While some airports have experienced delays, including Hollywood Burbank Airport being remotely managed for six hours on October 6, there have not been prolonged ground stops or notable spikes in cancellations. Transportation Secretary Sean Duffy reported approximately 10% of air traffic controllers have not been showing up during the shutdown, which is now in its tenth day. According to InvestingPro, United Airlines maintains a "GREAT" overall financial health score, suggesting strong operational stability during challenging periods.
TD analysts note that with government employees set to miss paychecks soon, the next ten days will be critical in determining whether the shutdown becomes a significant drag on air travel. Chris Kruerger of TD Cowen’s Washington Research Group expects the shutdown to continue into next week but believes travel disruptions could serve as a catalyst for resolution.
During Delta’s third-quarter earnings call on October 9, management stated the shutdown’s impact is currently less than the approximately $1 million per day experienced during the 2019 government closure. This represents less than 0.6% of Delta’s projected daily revenue for the fourth quarter of 2025.

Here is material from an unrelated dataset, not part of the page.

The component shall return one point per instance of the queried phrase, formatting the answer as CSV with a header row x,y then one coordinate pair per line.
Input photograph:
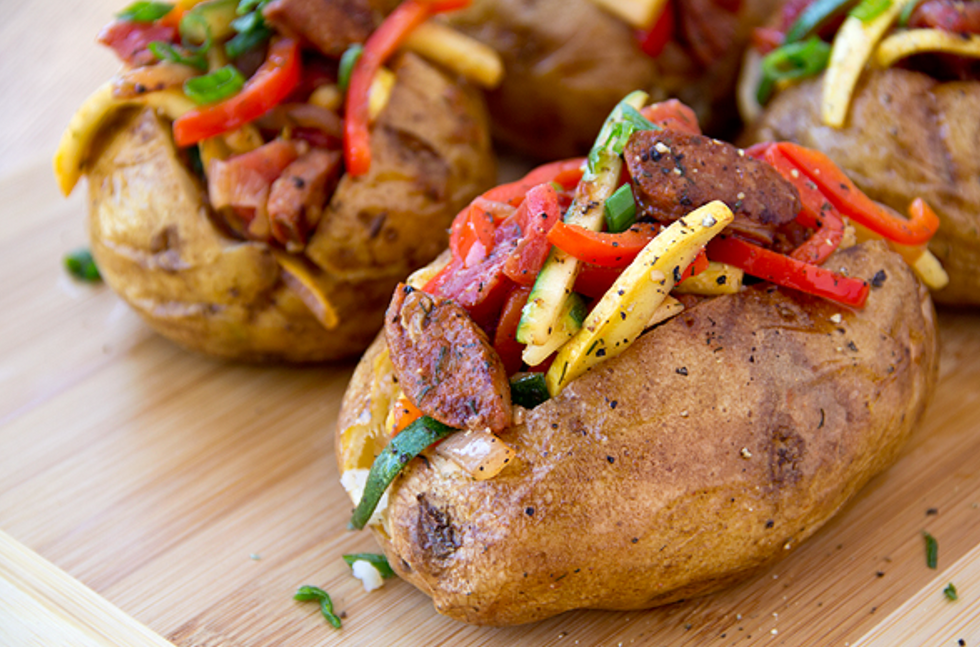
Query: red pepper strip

TD maintains "Buy" ratings on United Airlines (NASDAQ:UAL) at $101.34 and Delta Air Lines (NYSE:DAL) at $59.57, viewing the industry’s operational resilience as reassuring and recommending investors consider any shutdown-related weakness as a buying opportunity. InvestingPro analysis reveals that UAL trades at an attractive P/E ratio of 10.08, with analysts maintaining a bullish consensus and a high price target of $149. Investors can access detailed valuation metrics and 8 additional exclusive ProTips through InvestingPro’s comprehensive research report.
In other recent news, United Airlines has received approval from the Federal Aviation Administration (FAA) for its first mainline aircraft equipped with Starlink internet service. This certification allows United to proceed with its inaugural commercial flight featuring the service on October 15, departing from the Newark/New York area. This development follows less than a year after United signed an agreement with SpaceX to provide Starlink Wi-Fi service across its fleet. In another update, the FAA has extended an order limiting flight operations at Newark Liberty International Airport through October 24, 2026, which affects one of United’s major hubs. These flight restrictions will control the rate of arrivals and departures at the airport. Additionally, the U.S. Transportation Department has reported a slight increase in sick calls among air traffic controllers since the government shutdown began, potentially causing flight delays. The Essential Air Service program, which supports over 170 communities, may run out of funds soon if the shutdown continues.